UK businesses are struggling to sell products overseas
A recent report has revealed that a large proportion of businesses in the United Kingdom are struggling to sell products overseas. This may come as a shock to many, as demand for British goods seems to be higher than it has ever been. So, where does the problem lie?
The report released by PayPal, which was conducted by Ipsos MORI, revealed that just under half (44 per cent) of Britain’s online businesses aren’t selling their products overseas. The survey involved a range of small and medium sized UK businesses, with only 56 per cent of respondents selling to customers that are based overseas. Surprisingly, the study also revealed that British goods are in higher demand than products from any other major European market. So, if demand is not the problem, what is?

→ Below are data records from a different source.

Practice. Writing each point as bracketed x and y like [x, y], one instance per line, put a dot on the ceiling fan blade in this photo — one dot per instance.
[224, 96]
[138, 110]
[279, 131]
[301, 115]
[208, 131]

Well, the survey revealed that one fifth of respondents deems customs and duties to be their main concern. However, shipping costs and other related expenses were the most significant barrier, with 25 per cent of those surveyed admitting this is the reason why they do not sell their products abroad.
Unsurprisingly, those who do ship abroad tend to do so closer to home, i.e. to other countries in Europe. Indeed 61 per cent of overseas sales online from UK businesses are to countries in Europe. After this, 20 per cent of all UK online sales are generated in North America.
There are then only six per cent of sales that take place in Asia. Again, this does not correspond with demand, as China is one of the countries where British goods are in highest demand. Despite this, only 15 per cent of online businesses in the UK sell to Chinese shoppers, and, to make matters more difficult, only five per cent of these businesses offer Yuan as a currency option at the checkout.
With demand clearly being so high, this represents a fantastic opportunity for small and medium businesses in the UK. However, at present, these companies are struggling to take advantage of this opportunity. They may need to adapt their marketing strategies so that they can engage different types of shoppers abroad.
Nevertheless, as related costs are the main reason why online businesses do not sell their goods abroad, company owners would do well to look for savings on shipping costs. It may be that there are better and cheaper shipping options available to them. If not, there may be other areas of their business where they can cut back in order to make the initial investment on shipping costs to then maximise their profits in the future and open up other markets.
All in all, the huge demand for British goods overseas is waiting to be capitalised, but so many online companies in the UK find themselves unable to do so. If this applies to you, you might want to consider professional financial assistance to overcome this barrier to business growth.